Cette manie de dater et de chiffrer tous ses exploits.

Avaler les dossiers , les rencontres , les kilomètres.

Etre deux fois ministre , très jeune.

Connaître par coeur le nom des stations de RER

Une sorte de tour de force sur fond de mythification du « terrain ».

Mais , en guise de pensée structurée , c’est le désert des Tartares.

« Elle n’imprime pas », rigole méchamment un député « ami » , qui enfonce le clou :

"Qu’est-ce qu’elle a dit , qu’est-ce qu’elle a fait en vingt-cinq ans ? ;

Rien.

Un sacré robinet d’eau tiède".

Il y a peu , elle se frottait les mains : Huchon , cette fois-ci , elle le tenait , le vieux grigou à bout de souffle , lâché par ses troupes.

Et voilà qu’ils ont sorti Barto du chapeau.

Le renard de l’Assemblée , le petit malin qui serre toutes les mains , copain avec les écolos.

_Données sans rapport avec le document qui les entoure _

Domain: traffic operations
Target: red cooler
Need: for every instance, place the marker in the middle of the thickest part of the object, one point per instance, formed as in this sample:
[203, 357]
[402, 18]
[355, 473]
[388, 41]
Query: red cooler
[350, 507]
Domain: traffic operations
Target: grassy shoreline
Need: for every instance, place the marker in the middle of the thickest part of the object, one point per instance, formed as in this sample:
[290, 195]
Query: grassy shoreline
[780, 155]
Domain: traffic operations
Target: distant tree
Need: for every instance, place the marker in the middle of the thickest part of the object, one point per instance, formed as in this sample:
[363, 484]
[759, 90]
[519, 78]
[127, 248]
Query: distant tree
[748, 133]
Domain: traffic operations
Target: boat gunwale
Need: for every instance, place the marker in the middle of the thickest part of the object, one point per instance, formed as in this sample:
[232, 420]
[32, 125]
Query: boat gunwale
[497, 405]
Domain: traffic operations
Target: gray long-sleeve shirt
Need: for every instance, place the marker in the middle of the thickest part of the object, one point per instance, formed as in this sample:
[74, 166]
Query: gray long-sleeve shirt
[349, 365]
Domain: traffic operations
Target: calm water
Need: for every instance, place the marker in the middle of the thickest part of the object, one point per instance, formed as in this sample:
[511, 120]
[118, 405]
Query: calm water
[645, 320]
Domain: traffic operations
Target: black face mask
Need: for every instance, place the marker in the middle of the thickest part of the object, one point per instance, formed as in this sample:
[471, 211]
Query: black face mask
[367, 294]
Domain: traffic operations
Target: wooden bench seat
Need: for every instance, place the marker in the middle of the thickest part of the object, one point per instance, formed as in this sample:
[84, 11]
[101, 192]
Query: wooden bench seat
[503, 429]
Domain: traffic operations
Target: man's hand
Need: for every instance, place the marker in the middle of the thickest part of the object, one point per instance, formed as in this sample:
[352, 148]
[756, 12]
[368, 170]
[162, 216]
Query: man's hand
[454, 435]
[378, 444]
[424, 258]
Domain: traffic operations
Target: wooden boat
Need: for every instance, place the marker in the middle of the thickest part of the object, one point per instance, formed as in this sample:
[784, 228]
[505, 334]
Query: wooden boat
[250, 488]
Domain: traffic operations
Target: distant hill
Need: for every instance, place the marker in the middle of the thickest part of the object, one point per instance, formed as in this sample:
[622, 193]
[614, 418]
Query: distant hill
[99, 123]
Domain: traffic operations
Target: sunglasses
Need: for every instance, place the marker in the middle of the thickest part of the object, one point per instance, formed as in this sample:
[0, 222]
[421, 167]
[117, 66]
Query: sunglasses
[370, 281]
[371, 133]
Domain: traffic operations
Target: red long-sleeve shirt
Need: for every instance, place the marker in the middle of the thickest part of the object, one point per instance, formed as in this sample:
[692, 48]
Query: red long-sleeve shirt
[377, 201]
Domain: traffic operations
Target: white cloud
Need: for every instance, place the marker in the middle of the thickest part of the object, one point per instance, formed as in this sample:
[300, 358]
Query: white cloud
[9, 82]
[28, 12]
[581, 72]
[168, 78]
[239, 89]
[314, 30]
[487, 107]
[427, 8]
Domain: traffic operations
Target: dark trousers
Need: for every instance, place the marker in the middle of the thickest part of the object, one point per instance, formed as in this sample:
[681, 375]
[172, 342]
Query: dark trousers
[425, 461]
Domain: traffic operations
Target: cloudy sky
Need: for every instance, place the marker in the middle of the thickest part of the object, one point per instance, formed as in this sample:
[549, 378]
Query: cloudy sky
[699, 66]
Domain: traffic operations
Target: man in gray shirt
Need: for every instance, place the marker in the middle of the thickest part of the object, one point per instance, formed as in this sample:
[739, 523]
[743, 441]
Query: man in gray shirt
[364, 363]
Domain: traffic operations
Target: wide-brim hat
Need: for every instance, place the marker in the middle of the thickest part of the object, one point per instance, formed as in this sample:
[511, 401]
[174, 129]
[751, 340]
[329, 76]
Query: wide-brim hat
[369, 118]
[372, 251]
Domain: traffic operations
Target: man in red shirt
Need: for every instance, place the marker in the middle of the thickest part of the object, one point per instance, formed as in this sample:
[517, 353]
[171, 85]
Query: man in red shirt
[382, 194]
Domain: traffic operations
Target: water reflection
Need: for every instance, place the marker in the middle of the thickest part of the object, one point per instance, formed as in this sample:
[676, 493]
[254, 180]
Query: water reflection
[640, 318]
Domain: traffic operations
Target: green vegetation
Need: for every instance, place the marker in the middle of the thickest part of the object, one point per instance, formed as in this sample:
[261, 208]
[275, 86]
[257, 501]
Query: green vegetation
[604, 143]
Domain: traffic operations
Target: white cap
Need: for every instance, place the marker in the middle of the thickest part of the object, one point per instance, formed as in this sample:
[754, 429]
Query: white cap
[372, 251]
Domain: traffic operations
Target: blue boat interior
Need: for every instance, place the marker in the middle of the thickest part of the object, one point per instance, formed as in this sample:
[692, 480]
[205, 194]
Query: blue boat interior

« Elle va avoir du mal à éviter le piège qu’on lui tend , Neuilly contre Aubervilliers , la bourgeoise bien mise contre le fils d’immigrés » , se félicite un ministre , qui reconnaît pourtant que la partie est loin d’être gagnée pour la gauche.

Valérie dispose d’une équipe de choc pour remporter une victoire que tous les sondages prédisent : Gérard Larcher , Patrick Stefanini et Geoffroy Didier , fondateur de la Droite forte.

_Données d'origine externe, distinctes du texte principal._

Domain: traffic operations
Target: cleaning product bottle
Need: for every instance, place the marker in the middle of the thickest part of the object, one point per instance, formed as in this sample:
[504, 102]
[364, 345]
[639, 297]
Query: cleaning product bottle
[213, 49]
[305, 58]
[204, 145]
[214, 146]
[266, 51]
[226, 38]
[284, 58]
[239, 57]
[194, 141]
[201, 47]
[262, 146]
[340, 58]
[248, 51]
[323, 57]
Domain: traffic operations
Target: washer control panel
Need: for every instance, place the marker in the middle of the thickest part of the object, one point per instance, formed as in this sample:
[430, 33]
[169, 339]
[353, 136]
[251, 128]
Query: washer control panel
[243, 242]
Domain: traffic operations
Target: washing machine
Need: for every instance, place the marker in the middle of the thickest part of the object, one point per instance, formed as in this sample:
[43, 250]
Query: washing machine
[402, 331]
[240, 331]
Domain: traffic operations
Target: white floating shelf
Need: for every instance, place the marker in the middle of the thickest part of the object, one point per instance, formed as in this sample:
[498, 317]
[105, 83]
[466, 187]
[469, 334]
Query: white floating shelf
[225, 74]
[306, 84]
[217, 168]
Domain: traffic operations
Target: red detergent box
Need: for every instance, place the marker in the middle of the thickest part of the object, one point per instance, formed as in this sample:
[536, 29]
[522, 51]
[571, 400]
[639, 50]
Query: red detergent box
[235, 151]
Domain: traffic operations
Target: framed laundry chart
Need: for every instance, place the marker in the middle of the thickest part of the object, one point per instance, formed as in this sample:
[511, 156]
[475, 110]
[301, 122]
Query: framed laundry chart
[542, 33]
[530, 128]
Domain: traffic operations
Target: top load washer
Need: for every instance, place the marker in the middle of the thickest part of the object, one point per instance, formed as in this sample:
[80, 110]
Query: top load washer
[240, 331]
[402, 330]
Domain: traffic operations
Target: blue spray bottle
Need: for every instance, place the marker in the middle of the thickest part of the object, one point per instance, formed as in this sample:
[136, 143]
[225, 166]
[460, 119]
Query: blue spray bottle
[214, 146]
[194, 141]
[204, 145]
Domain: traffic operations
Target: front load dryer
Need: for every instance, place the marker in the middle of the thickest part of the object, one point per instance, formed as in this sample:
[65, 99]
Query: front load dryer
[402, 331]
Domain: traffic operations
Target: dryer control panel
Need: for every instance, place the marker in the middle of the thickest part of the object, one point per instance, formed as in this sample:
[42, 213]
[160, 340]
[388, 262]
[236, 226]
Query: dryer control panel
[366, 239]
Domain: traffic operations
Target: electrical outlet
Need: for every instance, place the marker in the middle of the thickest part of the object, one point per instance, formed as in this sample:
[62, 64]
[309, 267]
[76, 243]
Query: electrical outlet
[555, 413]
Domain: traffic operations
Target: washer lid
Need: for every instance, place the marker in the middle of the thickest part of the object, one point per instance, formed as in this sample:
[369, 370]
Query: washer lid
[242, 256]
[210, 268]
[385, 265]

Valérie a beau clamer qu’elle n’a « pas d’ennemis » , elle n’a guère de soutiens non plus.

Les grands barons d’Ile-de-France , les Devedjian , les Bédier , les Karoutchi , n’ont nulle envie de la voir « émerger ».

Elle se compare à Merkel.

Elle n’enthousiasme pas, c’est le moins que l’on puisse dire , et s’en console avec un brin d’amertume :

« La valeur travail n’est pas reconnue chez nous, on n’aime que l’intelligence paradoxale , les mots. »

Elle se compare à Merkel , qui, comme elle , ne serait pas une « marrante » mais une « bosseuse ».

C’est Merkel qui doit être contente.

Quand Valérie est en voiture , elle ne perd pas une minute.

« Elle révise sur son iPad les stations du nouveau tramway qui part d’Argenteuil et traverse Bezons » , révèle « Le Point ».

Ensuite , elle révisera le prix de la baguette.